Der Faustschlag: Schließungen des Goethe-Instituts in Frankreich
Kulturpolitik Anhängerinnen des „alten Europa“ fühlen sich verraten: Wegen des politisch verordneten Sparkurses schließt das Goethe-Institut gleich drei Standorte in Frankreich. Aber ist das wirklich Anlass zur Klage?

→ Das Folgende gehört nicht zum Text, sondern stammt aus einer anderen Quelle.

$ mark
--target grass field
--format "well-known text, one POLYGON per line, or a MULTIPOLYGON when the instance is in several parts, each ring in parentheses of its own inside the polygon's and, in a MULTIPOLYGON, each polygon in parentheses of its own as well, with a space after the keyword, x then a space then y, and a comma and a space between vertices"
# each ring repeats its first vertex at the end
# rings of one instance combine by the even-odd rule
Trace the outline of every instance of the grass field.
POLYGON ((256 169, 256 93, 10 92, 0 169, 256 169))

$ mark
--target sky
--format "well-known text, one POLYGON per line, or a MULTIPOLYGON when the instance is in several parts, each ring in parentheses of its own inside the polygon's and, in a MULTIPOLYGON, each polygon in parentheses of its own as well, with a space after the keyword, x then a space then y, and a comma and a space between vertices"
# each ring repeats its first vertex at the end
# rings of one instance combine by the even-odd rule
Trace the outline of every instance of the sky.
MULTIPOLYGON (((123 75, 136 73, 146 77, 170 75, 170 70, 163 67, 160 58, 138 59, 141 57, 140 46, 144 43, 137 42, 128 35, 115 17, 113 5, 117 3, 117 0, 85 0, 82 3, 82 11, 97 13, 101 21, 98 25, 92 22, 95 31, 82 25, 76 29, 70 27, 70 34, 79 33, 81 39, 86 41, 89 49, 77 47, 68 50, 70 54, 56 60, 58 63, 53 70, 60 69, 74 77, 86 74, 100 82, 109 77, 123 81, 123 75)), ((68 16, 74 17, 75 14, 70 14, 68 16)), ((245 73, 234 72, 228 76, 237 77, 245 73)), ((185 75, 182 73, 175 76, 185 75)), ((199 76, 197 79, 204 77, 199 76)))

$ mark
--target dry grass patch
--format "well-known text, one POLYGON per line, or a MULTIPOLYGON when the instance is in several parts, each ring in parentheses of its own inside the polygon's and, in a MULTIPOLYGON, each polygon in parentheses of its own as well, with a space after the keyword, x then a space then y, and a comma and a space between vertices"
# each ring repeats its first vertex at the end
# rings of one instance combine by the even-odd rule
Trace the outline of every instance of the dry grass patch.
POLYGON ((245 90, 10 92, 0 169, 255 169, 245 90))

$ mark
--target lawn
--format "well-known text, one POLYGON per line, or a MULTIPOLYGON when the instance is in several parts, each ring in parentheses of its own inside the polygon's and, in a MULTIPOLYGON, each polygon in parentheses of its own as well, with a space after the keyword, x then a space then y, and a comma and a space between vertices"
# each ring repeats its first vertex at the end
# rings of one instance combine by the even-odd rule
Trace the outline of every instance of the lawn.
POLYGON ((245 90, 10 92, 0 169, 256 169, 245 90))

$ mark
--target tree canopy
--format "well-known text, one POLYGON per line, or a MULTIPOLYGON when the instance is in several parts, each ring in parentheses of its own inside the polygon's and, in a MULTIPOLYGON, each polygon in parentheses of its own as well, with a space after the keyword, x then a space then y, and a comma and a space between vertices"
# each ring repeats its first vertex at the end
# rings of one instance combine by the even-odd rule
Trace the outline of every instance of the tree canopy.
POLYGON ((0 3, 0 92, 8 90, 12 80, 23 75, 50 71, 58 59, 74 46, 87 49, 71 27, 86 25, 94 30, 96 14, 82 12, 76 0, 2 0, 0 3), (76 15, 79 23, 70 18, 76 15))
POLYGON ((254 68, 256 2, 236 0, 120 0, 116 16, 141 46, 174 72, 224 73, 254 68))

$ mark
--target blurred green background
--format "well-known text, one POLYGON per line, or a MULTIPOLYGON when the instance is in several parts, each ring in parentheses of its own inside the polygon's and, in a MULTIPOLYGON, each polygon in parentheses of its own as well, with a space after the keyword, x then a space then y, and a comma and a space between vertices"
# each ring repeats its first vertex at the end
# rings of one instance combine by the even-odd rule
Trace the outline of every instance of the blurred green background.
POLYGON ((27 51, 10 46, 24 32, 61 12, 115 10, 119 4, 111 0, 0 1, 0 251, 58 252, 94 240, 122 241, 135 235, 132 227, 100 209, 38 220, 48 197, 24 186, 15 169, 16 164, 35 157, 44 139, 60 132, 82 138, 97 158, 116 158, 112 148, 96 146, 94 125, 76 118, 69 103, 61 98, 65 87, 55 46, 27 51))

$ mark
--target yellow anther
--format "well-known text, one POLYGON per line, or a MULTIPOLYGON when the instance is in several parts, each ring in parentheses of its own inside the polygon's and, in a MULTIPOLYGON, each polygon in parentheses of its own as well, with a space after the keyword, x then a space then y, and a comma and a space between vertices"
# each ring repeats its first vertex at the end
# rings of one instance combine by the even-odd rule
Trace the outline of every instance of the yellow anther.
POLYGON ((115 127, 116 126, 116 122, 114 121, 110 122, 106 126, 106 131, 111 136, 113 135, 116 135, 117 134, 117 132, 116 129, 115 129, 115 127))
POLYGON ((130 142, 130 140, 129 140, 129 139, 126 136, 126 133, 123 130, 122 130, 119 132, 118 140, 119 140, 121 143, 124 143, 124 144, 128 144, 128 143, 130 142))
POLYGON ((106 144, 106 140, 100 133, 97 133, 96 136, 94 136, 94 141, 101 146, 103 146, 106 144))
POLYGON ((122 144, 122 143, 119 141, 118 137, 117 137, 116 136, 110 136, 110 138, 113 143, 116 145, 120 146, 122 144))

Die Leiden des nicht-mehr-ganz-so-jungen Goethe-Instituts
Fotomontage: der Freitag, Material: Getty Images
„Zwei Seelen wohnen, ach! in meiner Brust. Die eine will sich von der anderen trennen.“ Wer, wenn nicht Johann Wolfgang von G. höchstselbst, könnte das Dilemma treffender beschreiben, vor das er mich knapp 200 Jahre nach seinem Ableben stellt. Denn während die eine Seele in mir es mächtig gewichtig, elegant und kultiviert findet, diesen Text mit einem Faust-Zitat zu beginnen, witzelt die andere, das sei doch ziemlich „oldschool und cringe“ (zu Deutsch: veraltet und peinlich). Worauf sich die erste wiederum zu Wort meldet und anmahnt, dass die Verwendung dieser Anglizismen aus der Jugendsprache eine herzlose Verunglimpfung „der Sprache Goethes“ sei!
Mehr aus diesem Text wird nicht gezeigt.